For Lianna Charles-Moore, the nightmare continues. At just 20 years old and now raising her surviving son without his baby sister, she faces a future forever altered by unimaginable grief. Family and community support, including counseling services, have rallied around them, but the healing journey ahead remains long and painful.
Rodriguez’s repeated claims that he “didn’t know” Greene would shoot have done little to comfort Kaori’s loved ones or calm public anger. Prosecutors maintain that driving the getaway vehicle and participating in the reckless act makes him complicit regardless of who pulled the trigger.
As both suspects await their next court dates, Kaori’s short but bright life continues to inspire vigils, flowers, stuffed animals, and demands for change across Brooklyn. Her memory has united strangers in sorrow and turned a personal family tragedy into a broader conversation about the human cost of unchecked street violence.

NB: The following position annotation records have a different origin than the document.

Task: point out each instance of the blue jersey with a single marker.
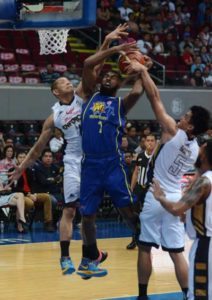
(103, 121)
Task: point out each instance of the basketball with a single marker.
(130, 56)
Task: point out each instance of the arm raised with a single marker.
(167, 123)
(198, 193)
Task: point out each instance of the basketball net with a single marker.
(53, 41)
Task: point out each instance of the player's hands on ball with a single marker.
(119, 33)
(157, 190)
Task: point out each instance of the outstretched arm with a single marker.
(36, 150)
(137, 89)
(134, 95)
(89, 77)
(117, 34)
(198, 192)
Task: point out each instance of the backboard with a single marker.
(38, 14)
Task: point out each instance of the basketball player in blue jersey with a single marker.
(175, 155)
(198, 202)
(67, 117)
(103, 167)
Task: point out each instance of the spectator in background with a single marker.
(49, 75)
(9, 142)
(207, 77)
(196, 79)
(206, 56)
(185, 15)
(8, 160)
(2, 145)
(157, 23)
(201, 12)
(204, 35)
(187, 56)
(187, 41)
(32, 200)
(169, 43)
(197, 45)
(158, 47)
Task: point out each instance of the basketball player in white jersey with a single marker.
(175, 155)
(198, 202)
(67, 117)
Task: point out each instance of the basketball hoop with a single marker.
(53, 41)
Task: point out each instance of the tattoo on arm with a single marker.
(198, 191)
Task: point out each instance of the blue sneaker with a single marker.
(67, 266)
(89, 268)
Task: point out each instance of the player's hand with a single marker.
(126, 47)
(119, 33)
(148, 61)
(135, 67)
(14, 175)
(157, 190)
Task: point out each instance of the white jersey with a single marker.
(173, 159)
(68, 119)
(199, 217)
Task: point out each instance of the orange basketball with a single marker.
(130, 56)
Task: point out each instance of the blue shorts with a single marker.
(100, 175)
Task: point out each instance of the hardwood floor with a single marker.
(32, 271)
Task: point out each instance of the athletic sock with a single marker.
(185, 292)
(90, 251)
(64, 247)
(142, 289)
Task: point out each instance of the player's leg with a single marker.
(173, 240)
(200, 269)
(45, 200)
(144, 269)
(17, 200)
(90, 197)
(71, 183)
(181, 271)
(66, 230)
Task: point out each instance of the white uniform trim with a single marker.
(68, 119)
(158, 227)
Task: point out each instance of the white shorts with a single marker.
(158, 227)
(5, 199)
(71, 178)
(200, 270)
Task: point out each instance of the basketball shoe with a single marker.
(89, 268)
(67, 266)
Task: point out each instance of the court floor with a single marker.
(30, 269)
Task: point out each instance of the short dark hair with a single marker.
(200, 119)
(21, 152)
(5, 150)
(117, 73)
(46, 150)
(54, 84)
(208, 151)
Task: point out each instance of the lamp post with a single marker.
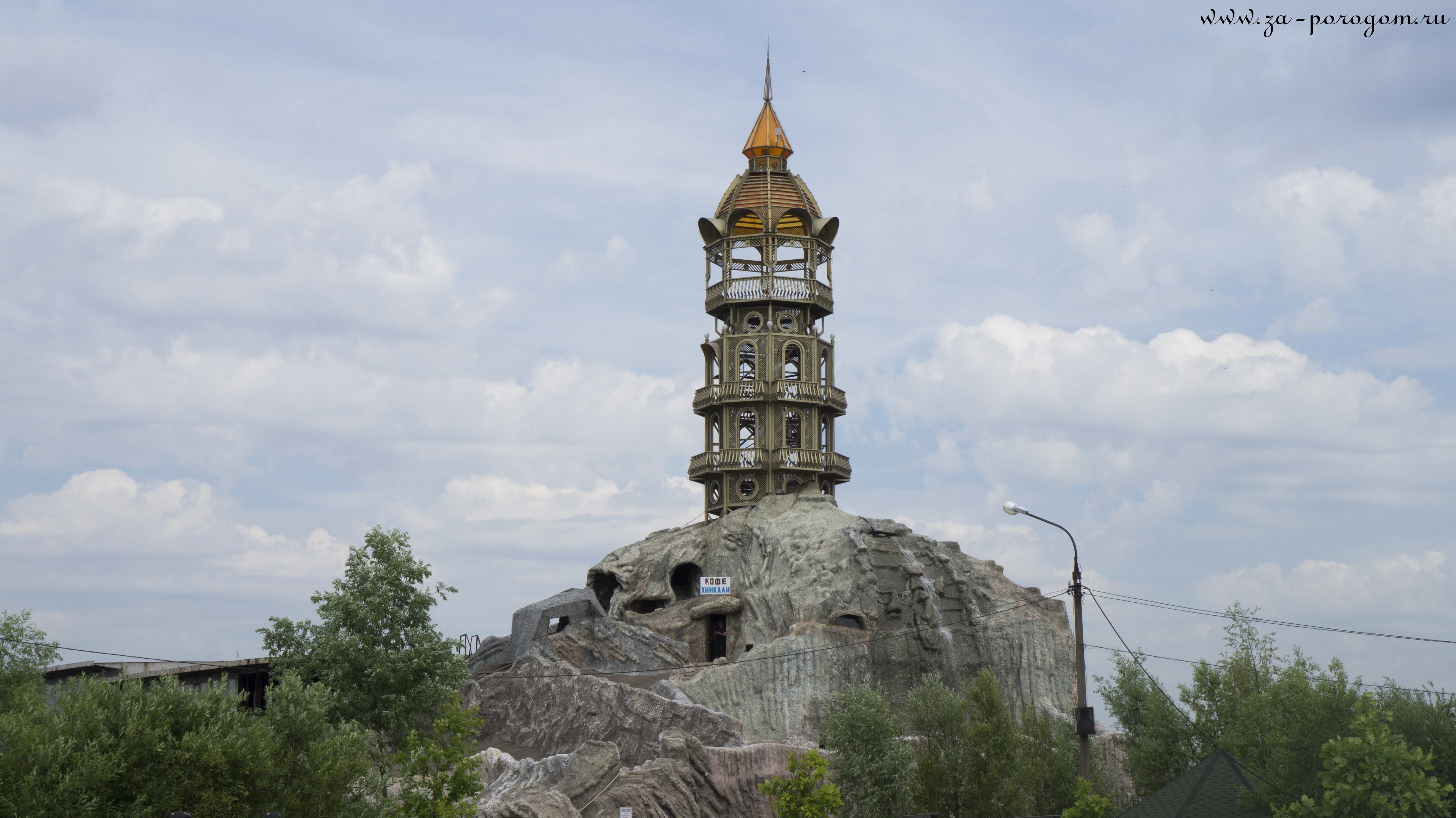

In the end, while one young man insists “it’s not my fault,” the undeniable reality is that a precious 7-month-old baby is gone forever, her family’s pain is profound, and a city is once again forced to confront how quickly innocence can be shattered on its streets.
Kaori Patterson-Moore deserved a lifetime of firsts — first words, first birthdays, first everything. Instead, her story ends with a pink casket, a white horse, and a mother who may never stop breaking down. Her legacy now rests in the hope that her death sparks the kind of real change that protects other children from the same cruel fate.